The other definition of a double roof is known as one single roof splits into two, one overlaps the other part a little, with an air gap or a window in between the split.
If any condition doesn’t allow a green roof design, a double roof design prevents a building indoors from excessive heat gain in the tropical hot, and humid climate places.
Two kinds of double roof
A double roof can be defined as a roof system with one roof shading another with gaps in between.
The first roof on top shades whatever underneath from the hot sun prevents the second roof below from direct heat gain, the air in between the two roofs serves as a heat insulator or air movement that can draw heat away before the heat can get to the second roof.
Creative solutions suggest a different combination of any two kinds of roof. For example, solar panels as the top roof, concrete roof as the second roof with an air gap in between them.
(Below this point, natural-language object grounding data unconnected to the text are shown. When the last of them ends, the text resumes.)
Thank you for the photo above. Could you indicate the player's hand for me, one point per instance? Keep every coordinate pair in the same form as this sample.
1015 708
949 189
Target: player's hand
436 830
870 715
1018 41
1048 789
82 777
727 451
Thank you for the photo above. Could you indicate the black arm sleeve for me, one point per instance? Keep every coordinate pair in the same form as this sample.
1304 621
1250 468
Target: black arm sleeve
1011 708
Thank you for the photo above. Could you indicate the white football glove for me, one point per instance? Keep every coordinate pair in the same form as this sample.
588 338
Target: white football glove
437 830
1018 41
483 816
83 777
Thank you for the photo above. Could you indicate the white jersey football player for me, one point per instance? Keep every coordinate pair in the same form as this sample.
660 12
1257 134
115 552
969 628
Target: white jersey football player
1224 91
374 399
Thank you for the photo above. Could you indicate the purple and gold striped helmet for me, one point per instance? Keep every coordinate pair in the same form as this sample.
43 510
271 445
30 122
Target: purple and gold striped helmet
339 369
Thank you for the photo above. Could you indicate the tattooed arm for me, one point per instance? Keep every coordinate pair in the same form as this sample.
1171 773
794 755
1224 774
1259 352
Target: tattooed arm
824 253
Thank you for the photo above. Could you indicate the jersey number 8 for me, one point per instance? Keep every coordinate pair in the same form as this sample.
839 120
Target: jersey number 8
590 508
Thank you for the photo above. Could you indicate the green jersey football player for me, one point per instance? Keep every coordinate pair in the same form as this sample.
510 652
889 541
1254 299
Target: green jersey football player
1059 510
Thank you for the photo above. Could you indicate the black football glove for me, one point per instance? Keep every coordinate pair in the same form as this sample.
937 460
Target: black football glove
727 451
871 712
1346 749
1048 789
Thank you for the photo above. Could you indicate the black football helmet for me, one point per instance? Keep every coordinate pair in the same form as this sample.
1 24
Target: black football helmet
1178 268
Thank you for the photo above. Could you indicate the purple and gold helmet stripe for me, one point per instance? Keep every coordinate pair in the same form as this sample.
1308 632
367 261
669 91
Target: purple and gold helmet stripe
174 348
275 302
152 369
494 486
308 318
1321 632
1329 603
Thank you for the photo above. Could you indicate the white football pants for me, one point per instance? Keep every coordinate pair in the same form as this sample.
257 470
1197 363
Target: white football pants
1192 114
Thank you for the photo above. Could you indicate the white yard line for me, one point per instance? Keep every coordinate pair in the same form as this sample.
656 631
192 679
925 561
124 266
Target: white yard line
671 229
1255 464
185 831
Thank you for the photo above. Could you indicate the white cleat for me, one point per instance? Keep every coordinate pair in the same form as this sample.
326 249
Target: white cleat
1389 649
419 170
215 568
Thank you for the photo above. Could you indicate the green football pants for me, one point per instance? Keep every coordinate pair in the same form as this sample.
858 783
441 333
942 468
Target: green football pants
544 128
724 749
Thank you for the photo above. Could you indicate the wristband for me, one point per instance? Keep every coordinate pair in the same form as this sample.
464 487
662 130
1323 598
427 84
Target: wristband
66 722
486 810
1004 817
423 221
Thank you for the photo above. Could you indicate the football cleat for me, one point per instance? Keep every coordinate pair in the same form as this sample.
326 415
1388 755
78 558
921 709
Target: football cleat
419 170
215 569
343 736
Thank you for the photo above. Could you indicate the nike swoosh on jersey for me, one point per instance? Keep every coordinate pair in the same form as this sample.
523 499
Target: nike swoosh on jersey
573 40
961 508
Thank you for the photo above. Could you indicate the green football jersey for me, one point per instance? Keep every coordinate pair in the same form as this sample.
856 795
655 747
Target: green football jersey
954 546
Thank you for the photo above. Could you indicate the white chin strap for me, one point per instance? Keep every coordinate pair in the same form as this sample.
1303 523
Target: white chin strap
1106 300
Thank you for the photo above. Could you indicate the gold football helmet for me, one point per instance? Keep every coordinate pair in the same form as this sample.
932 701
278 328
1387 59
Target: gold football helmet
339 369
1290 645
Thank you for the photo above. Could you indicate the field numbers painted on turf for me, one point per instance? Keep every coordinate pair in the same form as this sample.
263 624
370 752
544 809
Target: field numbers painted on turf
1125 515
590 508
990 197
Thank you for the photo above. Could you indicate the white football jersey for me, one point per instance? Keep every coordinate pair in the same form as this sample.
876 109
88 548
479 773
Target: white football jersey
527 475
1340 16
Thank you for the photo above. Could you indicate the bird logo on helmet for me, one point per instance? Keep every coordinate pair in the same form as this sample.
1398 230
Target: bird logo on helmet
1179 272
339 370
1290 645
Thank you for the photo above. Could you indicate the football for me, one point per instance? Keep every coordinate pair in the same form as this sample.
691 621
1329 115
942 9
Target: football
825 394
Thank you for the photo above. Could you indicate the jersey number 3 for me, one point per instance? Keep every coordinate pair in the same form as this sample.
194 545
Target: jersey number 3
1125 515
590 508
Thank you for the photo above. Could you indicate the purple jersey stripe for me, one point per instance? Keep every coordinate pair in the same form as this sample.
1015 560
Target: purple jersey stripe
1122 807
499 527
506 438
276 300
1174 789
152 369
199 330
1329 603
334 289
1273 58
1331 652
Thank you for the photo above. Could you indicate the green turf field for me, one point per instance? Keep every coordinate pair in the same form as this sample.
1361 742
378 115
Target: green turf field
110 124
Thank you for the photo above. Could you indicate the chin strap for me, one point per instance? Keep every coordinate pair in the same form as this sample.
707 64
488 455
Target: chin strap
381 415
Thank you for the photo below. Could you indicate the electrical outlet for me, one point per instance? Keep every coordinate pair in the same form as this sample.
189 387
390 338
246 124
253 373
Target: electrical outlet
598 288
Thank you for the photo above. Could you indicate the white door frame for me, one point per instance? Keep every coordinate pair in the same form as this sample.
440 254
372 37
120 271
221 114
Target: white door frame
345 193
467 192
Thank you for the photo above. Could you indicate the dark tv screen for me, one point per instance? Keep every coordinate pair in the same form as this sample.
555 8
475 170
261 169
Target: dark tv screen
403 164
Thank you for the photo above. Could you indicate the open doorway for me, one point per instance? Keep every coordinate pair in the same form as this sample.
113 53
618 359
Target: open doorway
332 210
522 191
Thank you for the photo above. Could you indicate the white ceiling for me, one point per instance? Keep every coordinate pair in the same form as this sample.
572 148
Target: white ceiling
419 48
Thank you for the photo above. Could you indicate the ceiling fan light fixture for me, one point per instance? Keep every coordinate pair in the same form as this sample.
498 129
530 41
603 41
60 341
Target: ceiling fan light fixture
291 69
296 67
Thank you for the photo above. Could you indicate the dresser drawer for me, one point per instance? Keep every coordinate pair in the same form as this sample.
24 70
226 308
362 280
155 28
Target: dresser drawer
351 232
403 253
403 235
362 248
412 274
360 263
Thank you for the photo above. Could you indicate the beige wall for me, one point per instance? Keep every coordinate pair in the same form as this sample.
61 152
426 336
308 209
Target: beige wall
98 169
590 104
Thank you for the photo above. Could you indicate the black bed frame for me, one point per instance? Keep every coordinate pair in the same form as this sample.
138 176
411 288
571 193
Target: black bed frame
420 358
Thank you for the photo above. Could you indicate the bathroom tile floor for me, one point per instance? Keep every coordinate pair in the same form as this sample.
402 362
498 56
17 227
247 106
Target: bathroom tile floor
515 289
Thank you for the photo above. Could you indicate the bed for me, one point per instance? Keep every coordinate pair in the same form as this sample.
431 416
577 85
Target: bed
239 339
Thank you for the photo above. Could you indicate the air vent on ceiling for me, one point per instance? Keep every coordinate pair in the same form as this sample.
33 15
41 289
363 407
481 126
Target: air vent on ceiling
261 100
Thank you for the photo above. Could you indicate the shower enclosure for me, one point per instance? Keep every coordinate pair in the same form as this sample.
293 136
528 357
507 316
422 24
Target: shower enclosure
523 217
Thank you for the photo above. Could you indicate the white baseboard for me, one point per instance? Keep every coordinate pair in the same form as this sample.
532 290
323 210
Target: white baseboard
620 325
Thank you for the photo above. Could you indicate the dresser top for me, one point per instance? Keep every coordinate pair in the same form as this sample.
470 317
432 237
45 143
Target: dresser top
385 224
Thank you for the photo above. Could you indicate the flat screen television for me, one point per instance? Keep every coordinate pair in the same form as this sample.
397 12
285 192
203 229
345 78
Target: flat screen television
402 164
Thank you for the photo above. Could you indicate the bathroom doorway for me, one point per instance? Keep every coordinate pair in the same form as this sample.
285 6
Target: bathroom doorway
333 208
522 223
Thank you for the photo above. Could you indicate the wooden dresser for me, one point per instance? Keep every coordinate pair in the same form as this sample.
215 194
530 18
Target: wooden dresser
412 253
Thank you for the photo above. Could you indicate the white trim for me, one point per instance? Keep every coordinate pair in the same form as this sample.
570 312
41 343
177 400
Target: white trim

The other definition of a double roof is known as one single roof splits into two, one overlaps the other part a little, with an air gap or a window in between the split.
Jackroof is one of the second types of double roof that exist a long time ago in the history of human civilization and architecture.
The jackroof seen in the traditional Malay House has deep roof eaves. The jackroof operates perfectly for passive cooling and sun shading with an air gap positioned high up on the roof for air exchange.
The problem with the traditional long roof eaves in the modern context or other use is that when ample daylighting is needed, the middle part of the house hardly gets natural daylighting.
There are a few interventions in the later period to the issue:
Having transparent roofing sheets that bring natural daylight into the spaces, but direct solar and glare would cause heat gain to the indoor.
But some of the Malay Houses were traditionally built in the forest around tall trees. They resemble the best example of what man-made and Mother nature can co-exist with one another - Man builds around trees, they also grow trees, tree shades their house in a certain critical hour of the day from the hot sun.
Sunlight is avoided, daylight is embodied.
A little intervention can turn the traditional solution into a better modern context use: Replacing the top part of the jack roof with light transmittable material, such as glass, polycarbonates, or translucent tile, but control the placement of it to prevent direct solar heat penetration. Minimize it if direct sunlight is unavoidable.
A sawtooth roof works best in this case. A sawtooth with an operable window or an air gap.
The sawtooth window faces only a certain angle of the sun, which in turn, gets sunshine through the window for only a short period of time.
In most of the hours during the day, the window faces the reflected sunlight (daylighting) from the cloud in the sky.
A sawtooth roof brings natural daylight into the indoor in two ways: Direct reflected daylight and reflected ceiling light.